Let’s start from the beginning: the word ‘Yorùbá’ means bastards. And it’s given by the Hausas. The full appelation being ‘Yarba ba’nsa’.

The word is used by the Hausa Jihadists to described peoples living at the other side of River Niger in 18 Century to the colonial masters.

Actually, not only the Yorùbá were named by Hausa Jihadists. They called the Igbo ‘Yinminrin’, Idoma were called ‘Apoto’ (Yorùbá: A-pọ̀tọ́), Tiv were called ‘Munji’. All these tribes refuted the names they were given.

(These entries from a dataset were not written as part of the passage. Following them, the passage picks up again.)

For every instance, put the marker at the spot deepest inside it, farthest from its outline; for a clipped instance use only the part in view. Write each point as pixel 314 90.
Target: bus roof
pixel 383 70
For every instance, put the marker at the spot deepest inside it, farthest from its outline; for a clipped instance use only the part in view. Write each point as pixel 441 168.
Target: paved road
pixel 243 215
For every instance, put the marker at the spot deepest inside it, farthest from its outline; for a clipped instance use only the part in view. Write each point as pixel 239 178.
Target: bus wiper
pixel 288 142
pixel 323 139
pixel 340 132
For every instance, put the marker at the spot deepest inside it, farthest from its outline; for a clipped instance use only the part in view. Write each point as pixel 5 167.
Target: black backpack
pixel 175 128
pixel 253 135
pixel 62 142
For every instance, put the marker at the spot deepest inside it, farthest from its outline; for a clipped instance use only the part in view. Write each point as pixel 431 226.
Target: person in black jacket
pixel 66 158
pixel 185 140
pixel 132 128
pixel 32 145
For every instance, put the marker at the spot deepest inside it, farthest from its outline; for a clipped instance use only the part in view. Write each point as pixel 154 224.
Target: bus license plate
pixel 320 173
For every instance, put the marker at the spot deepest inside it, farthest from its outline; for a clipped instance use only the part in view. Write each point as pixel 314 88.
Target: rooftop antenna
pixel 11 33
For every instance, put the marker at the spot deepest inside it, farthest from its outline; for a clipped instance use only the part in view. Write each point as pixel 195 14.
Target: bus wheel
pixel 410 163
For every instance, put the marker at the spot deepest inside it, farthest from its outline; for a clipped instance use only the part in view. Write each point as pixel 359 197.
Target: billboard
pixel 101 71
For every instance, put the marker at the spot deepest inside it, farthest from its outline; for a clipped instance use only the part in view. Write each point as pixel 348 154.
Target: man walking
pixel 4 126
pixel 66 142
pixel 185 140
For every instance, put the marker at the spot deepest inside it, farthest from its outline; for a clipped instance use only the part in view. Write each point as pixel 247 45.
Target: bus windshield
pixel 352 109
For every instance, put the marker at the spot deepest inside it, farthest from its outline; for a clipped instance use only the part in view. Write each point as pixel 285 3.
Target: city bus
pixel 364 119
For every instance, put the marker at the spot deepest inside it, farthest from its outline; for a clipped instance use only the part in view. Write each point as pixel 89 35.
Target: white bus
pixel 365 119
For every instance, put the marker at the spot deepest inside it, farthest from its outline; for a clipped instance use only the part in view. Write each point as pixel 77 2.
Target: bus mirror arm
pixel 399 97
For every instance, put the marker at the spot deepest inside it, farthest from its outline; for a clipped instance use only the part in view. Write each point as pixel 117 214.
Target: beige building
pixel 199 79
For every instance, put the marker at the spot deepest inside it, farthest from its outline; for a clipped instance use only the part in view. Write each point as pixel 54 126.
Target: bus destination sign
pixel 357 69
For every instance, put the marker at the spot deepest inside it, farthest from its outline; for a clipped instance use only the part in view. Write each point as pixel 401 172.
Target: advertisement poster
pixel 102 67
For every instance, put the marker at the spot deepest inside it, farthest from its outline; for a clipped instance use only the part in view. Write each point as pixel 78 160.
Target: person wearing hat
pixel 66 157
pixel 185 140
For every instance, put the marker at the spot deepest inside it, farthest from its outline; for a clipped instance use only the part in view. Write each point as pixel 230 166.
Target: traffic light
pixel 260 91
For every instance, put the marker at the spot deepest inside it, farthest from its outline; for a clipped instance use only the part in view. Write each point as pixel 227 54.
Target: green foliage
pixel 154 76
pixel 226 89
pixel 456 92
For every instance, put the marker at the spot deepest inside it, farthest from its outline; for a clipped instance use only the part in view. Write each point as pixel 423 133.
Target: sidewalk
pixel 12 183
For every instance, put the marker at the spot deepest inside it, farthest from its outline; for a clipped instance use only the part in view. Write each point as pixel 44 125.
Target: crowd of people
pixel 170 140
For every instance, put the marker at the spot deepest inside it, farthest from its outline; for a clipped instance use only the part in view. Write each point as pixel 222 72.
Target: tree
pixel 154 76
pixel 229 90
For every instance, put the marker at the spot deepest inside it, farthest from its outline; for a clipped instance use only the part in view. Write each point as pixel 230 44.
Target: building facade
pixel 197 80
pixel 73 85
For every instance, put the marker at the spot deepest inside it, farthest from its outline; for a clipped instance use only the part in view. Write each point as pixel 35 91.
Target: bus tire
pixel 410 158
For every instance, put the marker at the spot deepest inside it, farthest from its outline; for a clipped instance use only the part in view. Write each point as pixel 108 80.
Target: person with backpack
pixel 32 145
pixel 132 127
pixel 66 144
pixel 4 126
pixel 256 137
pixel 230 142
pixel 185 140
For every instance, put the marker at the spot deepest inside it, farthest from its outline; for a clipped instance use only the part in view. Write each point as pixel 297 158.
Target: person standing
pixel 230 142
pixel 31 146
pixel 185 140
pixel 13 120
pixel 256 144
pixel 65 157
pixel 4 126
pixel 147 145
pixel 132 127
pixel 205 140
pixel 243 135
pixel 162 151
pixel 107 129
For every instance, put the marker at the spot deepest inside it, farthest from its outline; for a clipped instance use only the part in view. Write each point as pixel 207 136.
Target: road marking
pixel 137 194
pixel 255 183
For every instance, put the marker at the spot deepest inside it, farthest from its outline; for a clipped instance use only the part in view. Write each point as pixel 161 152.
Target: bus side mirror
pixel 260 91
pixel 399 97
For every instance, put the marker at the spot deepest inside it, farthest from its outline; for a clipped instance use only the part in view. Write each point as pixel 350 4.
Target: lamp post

On the other hand, not only the ‘Yorùbá’ accepted the Hausa-christened name: Kanje were Bandu before, Kogoro were Ad’rok (pronounced as ”Ha’d Rock”), Ja’ba were Ha’am….and Yorùbá were what?

Before we treat that, let’s talk: ‘Yorùbá’ do say ‘Orúkọ ọmọ ni ìjánu ọmọ’ (literally, one’s name is one’s kismet of fortune and doom). Check this, Abram and Jacob were renamed by God Himself as Abraham and Israel respectively. Remember, Belzebub, too?

To start with, ‘Yorùbá’ has no meaning in ‘Yorùbá’ language. Ask any Ìbàdàn resident/indigene what Ìbàdàn means and you will hear, it is “Ẹ̀bá Ọdan”, Ọ̀yọ́ will tell you Ọ̀yọ́ is derived from “Ilẹ̀ yọ..o yọ ọ”, Ẹ̀gbá will tell you Abẹ́òkúta (meaning, ‘under the rock’) is to immortalize how the rock salvage them during warfare. And Ilé Ìfẹ́ is derived from ‘Ilẹ̀ fẹ’ after Noah(?) Flood.

I ask, what is the meaning of the word Yorùbá?

In 1859, we had Nigeria First Newspaper called “Ìwé Ìròhìn Fún Àwọn Ará Ẹ̀gbá Àti Yorùbá (Newspaper for the Ẹ̀gbá and the Yorùbá). You might ask, why didnt the Ẹ̀gbá considered themselves as Yorùbá then – 160 years ago?

Did you know that great Bishop Àjàyí Crowther wrote Dictionary of Yoruba? Yes. He published it in1843. And there he translated the word ‘Yorùbá’ as above given. *Kalu C. Wakeman compiled it.

In David Olayemi’s Ewi: History of Yoruba (available on Youtube), he talked about receiption of Mr. Taiwo Ayanfolu’s letter as reply to his question what does the word Yorùbá means. Mr. Ayanfolu said the word ‘Yorùbá’ means “deceiptive person”, according to British Dictionary found in The Yorkshire Museum, in England. It was opened in 1830.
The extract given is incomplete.